Petrolio o meno, sfortunatamente la mancata vittoria dei si non porterà il popolo scozzese a comprendere le difficoltà di gestire autonomamente un proprio welfare, sobbarcandosi le responsabilità che ne derivano. La storia ci insegna comunque che tutte le nazioni che hanno scelto l’indipendenza non sono mai tornate indietro rispetto a tale decisione. In rapporto al caso scozzese, è certa la possibilità di non poter replicare il modello scandinavo, così come prospettato dall’SNP nella fase pre-referendaria. Sia perché tale modello si basa su un’organizzazione sociale e politica di tipo corporativistico, ben diversa quindi dalla tradizione politica, culturale e commerciale anglosassone di matrice liberale.
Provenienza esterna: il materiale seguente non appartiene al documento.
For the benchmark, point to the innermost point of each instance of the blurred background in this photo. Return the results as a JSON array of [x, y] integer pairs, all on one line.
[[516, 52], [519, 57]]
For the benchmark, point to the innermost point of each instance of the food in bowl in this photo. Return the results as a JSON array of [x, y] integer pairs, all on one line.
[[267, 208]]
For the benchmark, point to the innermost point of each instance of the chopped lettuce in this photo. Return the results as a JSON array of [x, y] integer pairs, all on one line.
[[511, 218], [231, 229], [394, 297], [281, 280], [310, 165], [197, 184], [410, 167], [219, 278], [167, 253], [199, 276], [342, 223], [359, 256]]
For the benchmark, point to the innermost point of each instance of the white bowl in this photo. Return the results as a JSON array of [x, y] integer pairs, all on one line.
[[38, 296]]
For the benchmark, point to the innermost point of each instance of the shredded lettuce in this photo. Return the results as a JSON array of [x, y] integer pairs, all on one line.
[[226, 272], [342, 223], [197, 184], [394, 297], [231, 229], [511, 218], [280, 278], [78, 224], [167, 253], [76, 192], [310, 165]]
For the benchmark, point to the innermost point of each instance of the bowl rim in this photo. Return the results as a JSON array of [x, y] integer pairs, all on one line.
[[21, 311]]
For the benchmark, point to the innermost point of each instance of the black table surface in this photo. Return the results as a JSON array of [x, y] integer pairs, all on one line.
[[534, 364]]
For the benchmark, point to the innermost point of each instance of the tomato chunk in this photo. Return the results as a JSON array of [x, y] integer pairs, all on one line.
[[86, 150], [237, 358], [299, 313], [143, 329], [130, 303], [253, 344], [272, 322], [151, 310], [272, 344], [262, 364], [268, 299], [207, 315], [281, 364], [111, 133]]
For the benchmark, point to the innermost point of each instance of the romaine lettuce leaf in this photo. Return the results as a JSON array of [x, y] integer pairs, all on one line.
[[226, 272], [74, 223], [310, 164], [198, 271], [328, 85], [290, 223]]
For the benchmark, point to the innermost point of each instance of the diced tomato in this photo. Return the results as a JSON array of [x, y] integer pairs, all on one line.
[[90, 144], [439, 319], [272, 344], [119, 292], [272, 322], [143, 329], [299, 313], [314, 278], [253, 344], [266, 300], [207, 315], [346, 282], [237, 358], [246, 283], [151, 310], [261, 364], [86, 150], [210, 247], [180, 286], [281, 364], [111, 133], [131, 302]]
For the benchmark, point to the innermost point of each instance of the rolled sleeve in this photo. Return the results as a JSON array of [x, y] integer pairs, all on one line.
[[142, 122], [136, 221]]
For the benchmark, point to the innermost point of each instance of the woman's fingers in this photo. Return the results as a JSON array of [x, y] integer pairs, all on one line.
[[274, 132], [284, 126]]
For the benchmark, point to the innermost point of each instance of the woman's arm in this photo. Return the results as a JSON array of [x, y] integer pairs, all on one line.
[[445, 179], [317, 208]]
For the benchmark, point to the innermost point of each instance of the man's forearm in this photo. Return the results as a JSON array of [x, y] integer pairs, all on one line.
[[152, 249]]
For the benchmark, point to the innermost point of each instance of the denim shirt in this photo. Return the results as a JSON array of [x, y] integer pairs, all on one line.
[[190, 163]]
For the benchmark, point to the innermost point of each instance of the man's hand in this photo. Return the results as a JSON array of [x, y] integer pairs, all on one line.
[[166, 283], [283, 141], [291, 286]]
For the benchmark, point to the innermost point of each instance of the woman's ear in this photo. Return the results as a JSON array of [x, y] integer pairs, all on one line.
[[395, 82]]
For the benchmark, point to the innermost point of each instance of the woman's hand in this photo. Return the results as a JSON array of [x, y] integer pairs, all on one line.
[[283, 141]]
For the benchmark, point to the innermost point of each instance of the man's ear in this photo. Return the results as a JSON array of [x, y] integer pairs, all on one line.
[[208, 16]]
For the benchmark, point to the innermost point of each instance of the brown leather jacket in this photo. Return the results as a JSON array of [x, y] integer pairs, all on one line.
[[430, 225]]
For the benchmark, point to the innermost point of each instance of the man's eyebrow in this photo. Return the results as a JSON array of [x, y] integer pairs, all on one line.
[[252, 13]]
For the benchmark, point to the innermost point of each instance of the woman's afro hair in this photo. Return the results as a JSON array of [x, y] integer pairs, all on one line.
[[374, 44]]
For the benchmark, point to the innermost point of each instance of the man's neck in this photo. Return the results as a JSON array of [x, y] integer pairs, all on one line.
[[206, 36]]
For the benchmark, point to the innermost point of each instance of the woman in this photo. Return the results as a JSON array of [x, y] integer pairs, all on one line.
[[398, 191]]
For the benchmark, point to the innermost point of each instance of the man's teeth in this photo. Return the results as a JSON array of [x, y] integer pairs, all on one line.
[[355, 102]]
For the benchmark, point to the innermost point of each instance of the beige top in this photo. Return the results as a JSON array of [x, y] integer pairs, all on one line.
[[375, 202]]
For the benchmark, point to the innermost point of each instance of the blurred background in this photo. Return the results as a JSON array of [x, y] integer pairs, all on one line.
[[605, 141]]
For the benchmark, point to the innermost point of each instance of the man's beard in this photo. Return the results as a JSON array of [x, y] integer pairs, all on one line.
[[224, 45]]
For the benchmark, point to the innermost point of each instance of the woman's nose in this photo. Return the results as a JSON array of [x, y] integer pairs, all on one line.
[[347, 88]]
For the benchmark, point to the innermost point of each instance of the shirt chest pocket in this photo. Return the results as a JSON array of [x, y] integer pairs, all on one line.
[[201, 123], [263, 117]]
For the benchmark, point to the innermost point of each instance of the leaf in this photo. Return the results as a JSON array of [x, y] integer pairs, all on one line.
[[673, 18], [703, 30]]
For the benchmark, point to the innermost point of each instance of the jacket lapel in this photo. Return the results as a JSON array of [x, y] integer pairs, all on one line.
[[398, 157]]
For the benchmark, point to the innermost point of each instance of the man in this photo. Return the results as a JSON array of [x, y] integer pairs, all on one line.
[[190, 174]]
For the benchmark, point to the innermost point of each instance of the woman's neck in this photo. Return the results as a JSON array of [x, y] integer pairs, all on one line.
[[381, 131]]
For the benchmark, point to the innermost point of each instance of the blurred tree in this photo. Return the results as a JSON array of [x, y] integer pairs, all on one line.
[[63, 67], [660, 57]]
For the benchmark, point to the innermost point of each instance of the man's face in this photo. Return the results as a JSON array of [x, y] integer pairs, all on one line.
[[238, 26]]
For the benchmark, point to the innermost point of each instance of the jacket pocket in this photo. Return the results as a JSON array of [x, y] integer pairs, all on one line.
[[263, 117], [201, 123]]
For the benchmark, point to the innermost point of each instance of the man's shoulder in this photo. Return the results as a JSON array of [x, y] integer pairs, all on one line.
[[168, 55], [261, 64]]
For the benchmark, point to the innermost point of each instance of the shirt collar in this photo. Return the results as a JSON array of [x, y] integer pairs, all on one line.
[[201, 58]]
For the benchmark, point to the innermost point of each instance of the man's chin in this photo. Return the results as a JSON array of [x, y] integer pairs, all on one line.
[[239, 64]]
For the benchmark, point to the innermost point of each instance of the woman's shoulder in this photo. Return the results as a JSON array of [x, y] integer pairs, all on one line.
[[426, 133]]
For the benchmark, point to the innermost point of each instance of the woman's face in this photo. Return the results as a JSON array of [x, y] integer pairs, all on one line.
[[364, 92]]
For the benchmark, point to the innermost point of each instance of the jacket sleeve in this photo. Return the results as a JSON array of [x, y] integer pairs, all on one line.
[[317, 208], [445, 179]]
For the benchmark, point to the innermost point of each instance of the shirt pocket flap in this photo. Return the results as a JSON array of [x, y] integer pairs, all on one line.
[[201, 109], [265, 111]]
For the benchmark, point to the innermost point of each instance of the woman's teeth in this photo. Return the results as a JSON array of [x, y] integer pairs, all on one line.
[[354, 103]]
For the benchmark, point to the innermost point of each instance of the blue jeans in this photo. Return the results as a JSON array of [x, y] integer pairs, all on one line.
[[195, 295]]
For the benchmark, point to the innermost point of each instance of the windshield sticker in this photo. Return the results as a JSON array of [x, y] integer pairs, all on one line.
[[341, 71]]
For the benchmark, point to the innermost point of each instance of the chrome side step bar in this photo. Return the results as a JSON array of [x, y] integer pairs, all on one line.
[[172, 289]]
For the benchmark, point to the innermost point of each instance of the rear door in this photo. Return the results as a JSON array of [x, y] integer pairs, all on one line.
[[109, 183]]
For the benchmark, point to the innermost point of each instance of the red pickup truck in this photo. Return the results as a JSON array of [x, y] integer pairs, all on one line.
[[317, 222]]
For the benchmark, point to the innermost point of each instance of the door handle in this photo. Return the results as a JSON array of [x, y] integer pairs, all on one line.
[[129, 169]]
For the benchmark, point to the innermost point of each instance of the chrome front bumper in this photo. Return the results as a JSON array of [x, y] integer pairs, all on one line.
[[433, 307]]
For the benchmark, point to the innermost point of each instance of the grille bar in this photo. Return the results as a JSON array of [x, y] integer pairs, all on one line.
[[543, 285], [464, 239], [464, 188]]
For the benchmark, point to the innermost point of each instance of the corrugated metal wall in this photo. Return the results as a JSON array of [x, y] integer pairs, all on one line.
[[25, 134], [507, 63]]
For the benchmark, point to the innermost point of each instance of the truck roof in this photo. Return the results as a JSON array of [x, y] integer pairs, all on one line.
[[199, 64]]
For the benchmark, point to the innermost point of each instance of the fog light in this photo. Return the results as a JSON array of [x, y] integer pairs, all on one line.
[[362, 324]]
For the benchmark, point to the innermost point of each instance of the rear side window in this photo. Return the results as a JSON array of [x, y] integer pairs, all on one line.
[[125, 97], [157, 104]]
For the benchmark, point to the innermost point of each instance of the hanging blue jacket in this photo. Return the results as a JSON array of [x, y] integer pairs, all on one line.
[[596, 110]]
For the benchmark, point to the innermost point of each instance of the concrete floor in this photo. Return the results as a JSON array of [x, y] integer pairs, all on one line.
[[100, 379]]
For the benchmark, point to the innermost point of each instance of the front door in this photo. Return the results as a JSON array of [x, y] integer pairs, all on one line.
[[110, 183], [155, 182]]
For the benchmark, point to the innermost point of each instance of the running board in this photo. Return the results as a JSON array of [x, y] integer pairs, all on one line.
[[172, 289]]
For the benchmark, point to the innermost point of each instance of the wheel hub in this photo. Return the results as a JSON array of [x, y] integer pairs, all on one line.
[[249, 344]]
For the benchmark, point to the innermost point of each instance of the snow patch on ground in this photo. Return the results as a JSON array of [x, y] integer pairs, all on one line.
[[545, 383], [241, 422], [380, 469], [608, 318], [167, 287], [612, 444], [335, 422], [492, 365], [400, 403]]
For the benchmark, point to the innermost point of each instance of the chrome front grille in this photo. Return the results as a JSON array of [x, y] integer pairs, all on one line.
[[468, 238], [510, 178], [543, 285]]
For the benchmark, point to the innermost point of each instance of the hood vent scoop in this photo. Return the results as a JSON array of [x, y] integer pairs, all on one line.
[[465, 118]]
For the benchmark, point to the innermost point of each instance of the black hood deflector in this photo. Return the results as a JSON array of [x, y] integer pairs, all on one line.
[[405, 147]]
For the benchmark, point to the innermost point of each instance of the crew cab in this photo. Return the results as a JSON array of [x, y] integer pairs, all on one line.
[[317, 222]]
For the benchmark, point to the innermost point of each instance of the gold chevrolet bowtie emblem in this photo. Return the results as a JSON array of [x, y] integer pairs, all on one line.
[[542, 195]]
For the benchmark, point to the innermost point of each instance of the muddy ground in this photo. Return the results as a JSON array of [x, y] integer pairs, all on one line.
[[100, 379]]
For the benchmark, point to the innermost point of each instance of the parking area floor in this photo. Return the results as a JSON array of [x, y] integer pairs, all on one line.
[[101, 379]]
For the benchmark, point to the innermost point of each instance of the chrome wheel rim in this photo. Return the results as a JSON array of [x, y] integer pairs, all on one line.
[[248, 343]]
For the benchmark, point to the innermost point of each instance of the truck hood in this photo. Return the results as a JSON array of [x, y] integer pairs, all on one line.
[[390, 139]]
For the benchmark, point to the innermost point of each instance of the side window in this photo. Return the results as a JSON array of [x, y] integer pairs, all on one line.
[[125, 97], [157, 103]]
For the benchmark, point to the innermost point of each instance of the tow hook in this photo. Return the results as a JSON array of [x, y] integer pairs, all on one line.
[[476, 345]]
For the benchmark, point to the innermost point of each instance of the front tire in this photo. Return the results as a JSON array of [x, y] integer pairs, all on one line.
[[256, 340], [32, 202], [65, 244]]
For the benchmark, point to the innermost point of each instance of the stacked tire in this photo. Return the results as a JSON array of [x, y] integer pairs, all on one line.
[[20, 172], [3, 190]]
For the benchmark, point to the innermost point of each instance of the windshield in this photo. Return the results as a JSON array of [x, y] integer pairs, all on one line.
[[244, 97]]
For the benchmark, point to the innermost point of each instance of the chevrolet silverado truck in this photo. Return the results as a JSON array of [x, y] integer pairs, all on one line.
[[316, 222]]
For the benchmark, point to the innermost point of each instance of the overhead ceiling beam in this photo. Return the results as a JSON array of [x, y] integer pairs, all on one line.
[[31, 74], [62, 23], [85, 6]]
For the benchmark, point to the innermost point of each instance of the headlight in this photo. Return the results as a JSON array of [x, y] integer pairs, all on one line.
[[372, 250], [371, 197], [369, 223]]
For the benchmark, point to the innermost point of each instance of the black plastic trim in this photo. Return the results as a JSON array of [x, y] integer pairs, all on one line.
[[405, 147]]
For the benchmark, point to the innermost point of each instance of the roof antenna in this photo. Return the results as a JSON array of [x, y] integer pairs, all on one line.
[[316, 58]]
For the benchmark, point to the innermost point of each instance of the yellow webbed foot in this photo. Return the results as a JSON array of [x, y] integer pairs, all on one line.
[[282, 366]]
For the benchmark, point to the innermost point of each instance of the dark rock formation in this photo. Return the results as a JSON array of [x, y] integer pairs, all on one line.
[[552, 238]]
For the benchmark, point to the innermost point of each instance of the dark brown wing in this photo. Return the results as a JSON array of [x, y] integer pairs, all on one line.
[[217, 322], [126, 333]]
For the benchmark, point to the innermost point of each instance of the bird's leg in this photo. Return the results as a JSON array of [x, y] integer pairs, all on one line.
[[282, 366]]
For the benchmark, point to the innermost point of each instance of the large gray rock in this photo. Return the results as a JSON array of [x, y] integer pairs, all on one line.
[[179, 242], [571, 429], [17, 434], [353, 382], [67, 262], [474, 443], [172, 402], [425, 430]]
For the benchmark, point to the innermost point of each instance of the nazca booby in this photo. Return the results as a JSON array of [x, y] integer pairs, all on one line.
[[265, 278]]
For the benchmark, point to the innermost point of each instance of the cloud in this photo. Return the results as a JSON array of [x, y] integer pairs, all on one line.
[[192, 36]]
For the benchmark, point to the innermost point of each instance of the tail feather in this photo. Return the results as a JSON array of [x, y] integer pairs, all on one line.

E sia perché in realtà, nel 2011 lo Scottish National Party non si è confermato al governo di Edimburgo con tematiche esclusivamente laburiste (aspetto su cui invece si è incentrato in occasione del referendum), ma seppe conquistare il voto anche nelle tradizionali circoscrizioni liberali. Nonché avvicinandosi alle tematiche proposte dalle classi produttrici del Paese, sollecitando una fiscalità meno onerosa. In questi termini il nostro indipendentismo Sardo ha ancora molto da imparare prima di poter immaginare un valido radicamento sociale nel territorio. Perché solo con la battaglia al fiscalismo ed alla cultura dell’assistenzialismo sarà possibile intaccare l’intelaiatura politica italiana che oggi rallenta lo sviluppo del nostro territorio. Ci sarà una quinta lezione su cui riflettere? Ne riparleremo dopo il prossimo referendum indipendentista della Catalogna.

*Fondatore del gruppo politico-culturale U.R.N. Sardinnya per la riforma dell’indipendentismo Sardo, e direttore del magazine SaNatzione.eu.